O médico era dos três o único presente e, se não receasse abusar da força da concessão do leitor, pedir-lhe-ia que o imaginasse mais magro ainda do que quando pela primeira vez lho apresentei. Empregava ele os maiores esforços para não falar diante de Tomás em assuntos de medicina. Renovava de algum modo a fábula do estatuário e...

…on le vit frémir le premier
Et redouter son propre ouvrage

…que obra sua dizia ele ser a formatura de Tomás.

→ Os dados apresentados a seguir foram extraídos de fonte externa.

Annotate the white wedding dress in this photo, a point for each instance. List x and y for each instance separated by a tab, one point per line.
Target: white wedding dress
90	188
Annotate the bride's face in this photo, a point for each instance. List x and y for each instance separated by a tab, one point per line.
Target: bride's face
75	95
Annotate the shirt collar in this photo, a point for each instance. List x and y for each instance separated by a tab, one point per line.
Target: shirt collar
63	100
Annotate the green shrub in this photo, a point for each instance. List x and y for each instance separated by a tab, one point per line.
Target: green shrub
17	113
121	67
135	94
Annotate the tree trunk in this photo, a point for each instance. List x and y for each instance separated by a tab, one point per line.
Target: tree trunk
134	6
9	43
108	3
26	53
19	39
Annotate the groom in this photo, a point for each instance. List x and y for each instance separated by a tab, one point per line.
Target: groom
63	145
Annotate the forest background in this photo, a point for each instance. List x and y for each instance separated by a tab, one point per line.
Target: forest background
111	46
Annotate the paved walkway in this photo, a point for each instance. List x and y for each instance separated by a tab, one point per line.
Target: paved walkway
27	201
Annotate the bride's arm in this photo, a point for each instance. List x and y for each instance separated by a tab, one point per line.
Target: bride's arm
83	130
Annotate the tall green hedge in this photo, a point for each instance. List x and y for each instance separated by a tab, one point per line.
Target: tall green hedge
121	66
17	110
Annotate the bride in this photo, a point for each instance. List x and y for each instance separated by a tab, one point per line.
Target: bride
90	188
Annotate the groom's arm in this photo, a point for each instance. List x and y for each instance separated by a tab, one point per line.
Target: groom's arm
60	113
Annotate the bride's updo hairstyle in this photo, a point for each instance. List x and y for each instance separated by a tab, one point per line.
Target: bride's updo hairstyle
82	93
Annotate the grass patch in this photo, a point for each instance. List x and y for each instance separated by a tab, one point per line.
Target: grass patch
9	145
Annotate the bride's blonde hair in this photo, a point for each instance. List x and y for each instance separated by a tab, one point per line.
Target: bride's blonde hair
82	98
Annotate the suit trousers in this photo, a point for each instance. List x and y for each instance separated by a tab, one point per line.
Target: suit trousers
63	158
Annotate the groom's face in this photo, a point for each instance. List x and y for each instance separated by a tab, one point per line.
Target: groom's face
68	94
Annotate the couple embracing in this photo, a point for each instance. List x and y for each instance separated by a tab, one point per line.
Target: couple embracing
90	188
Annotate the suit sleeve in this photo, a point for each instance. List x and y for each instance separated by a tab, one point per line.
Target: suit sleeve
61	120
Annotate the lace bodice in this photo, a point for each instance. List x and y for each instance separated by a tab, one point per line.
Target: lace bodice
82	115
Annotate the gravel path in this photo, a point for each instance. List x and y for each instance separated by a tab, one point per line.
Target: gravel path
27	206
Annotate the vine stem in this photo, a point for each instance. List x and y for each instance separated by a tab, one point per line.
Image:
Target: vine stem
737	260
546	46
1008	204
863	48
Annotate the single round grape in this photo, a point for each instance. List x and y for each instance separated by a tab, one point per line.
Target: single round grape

A aldeia não ficou pouco surpreendida quando, passados dias, se anunciou o próximo casamento de Tomás com Paulina...

Julgava-se já isso coisa esquecida. A nova estalou pois no meio do círculo como uma bomba, e conjuntamente, em frase vulgar, estalou uma castanha na boca a muitos pais e mães de família, produtores e expositores de jeunes filies à marier, nesta pequena exposição de Entre Arroios.

O médico, visivelmente contrariado, informou-se logo se Tomás tencionava persistir na aldeia, depois de tomar novo estado. Tomás respondeu que sim, porém, como para o acalmar, acrescentou que não estava disposto a exercer a clínica, a não ser gratuitamente aos pobres.

O nosso Esculápio não morria de amores por esta parte da clientela e por isso louvou excessivamente a caridade do novo doutor e esquecendo até o habitual laconismo, citou, no ardor do entusiasmo, Hipócrates recusando os presentes de Artaxerxes, fato da vida do médico de Cós que o bom homem, lá para com os seus botões, julgava redonda parvoíce.

A família de Entre Arroios passou a viver uma vida toda anterior e a gozar de uma serenidade que me deliciava.

Paulina mostrava-se terna, sensível e ingênua como dantes. Tomás parecia idolatrá-la. Ao serão, enquanto ela trabalhava em costura e a Sra. D. Margarida, cuja vista cansada já lhe não permitia essas folias, dobava medas com os movimentos regulados de um autômato, Tomás, sentado em frente delas, descrevia, até os mínimos pormenores, a sua vida em Paris. A mãe escutava-o encantada. Por vezes as duas mulheres suspendiam o trabalho, para seguirem a narração nos pontos mais interessantes; por vezes D. Margarida trocava com Paulina, a quem votava uma afeição verdadeiramente maternal, um olhar e um sorriso, cuja significação eu não podia decifrar.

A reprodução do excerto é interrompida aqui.